I suck at FizzBuzz
Why can’t programmers … program? has certainly been a hot topic (the followup mentions everyone tried to solve FizzBuzz in 20 bytes or less, etc).
I suck at Fizzbuzz problems, because my first response (in my brain) is always, “Why the fuck would I ever want to do that?”. I eventually get around to some “if mod foo == 0″ solution but then get all irate again: “I’ve used modulo exactly once in my life, and for a toy program to figure out when I was on call without doing a database query.”
I suppose, then, there are 2 camps. One, “You suck if you can’t come up with 20 different fizzbuzz solutions, because it proves you don’t have the programming abstraction chops to deal with real-world problems”.
The other, “You used freaky date math to not do a database query? OK I suppose you’re not an idiot.” It might technically count as one of those “innovative solutions” that FizzBuzz problems are supposed to illustrate.

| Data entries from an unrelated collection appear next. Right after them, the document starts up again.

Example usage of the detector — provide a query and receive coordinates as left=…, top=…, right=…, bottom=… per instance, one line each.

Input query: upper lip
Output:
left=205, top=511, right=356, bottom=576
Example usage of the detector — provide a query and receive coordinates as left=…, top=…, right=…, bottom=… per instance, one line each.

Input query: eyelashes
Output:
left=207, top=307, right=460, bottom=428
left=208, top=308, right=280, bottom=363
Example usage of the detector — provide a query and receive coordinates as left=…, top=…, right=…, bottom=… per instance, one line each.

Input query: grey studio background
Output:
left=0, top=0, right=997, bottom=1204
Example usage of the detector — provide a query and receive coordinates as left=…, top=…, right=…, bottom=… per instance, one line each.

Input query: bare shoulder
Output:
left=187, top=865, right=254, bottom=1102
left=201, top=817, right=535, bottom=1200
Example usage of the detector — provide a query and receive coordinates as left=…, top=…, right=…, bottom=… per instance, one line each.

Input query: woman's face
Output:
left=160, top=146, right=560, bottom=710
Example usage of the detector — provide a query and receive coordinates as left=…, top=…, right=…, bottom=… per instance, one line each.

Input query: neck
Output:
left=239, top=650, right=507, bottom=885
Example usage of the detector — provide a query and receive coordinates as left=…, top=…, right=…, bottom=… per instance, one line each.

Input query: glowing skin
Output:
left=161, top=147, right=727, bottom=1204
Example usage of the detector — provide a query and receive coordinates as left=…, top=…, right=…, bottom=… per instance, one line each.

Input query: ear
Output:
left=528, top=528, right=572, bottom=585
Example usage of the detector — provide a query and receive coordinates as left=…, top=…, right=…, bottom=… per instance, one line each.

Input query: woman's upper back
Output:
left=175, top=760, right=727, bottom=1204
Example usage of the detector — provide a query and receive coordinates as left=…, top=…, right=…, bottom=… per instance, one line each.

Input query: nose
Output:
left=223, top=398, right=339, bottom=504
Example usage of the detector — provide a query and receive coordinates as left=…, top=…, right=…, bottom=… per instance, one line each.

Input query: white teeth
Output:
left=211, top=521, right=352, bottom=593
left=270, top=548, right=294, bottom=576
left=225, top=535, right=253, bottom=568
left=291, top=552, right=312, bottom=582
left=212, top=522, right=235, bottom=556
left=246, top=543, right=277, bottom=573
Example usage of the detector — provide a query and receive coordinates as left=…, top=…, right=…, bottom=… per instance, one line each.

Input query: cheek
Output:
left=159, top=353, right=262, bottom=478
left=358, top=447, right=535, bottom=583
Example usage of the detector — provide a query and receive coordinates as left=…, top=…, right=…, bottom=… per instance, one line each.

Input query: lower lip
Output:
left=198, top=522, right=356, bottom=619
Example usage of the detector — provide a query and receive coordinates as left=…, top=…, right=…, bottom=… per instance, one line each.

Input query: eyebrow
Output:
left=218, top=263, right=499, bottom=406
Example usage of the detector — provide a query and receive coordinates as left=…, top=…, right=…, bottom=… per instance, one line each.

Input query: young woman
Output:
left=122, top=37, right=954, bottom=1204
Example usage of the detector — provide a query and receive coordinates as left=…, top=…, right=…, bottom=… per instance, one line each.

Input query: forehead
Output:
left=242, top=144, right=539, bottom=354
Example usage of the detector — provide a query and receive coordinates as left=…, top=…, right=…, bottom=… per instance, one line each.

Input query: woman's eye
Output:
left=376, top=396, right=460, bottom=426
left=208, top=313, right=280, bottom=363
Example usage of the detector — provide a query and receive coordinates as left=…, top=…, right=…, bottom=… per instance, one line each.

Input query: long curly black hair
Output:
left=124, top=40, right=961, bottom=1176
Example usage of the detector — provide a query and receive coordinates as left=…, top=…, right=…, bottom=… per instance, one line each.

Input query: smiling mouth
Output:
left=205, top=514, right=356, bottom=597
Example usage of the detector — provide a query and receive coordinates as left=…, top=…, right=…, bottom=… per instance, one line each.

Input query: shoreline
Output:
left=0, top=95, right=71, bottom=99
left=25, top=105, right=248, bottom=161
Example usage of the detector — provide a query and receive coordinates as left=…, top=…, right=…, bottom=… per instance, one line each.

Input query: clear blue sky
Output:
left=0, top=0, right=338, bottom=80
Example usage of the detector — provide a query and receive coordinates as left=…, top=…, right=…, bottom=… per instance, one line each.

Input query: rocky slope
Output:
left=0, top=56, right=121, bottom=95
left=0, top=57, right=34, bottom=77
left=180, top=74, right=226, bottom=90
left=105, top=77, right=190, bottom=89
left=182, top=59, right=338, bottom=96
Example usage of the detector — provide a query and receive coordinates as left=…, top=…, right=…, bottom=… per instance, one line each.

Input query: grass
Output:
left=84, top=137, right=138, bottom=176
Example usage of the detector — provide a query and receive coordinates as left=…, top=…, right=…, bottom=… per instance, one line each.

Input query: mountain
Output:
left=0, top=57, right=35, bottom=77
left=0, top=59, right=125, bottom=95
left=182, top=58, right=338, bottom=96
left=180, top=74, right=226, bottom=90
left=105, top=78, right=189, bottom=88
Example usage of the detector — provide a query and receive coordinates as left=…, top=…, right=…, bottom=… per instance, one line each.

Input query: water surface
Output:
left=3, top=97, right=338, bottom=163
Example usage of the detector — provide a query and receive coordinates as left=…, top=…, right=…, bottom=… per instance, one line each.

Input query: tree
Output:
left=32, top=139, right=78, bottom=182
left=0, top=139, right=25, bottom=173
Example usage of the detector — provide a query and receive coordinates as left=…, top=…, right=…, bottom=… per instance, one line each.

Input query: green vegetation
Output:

I’m very bad at tests. I always have been. I’ve been quizzed in tech interviews before; the jobs I wanted were less “ok stand at the chalkboard in front of the class whiteboard and perform, monkey-boy write some code”, and more “let’s have a conversation about programming”. I get excited about questions that have real-world applications, I get frustrated at endless abstraction for the sake of it.
The FizzBuzzers are probably almost certainly right, though, in that the great majority of people that can’t solve it somehow probably can’t program for shit. I just wish they weren’t.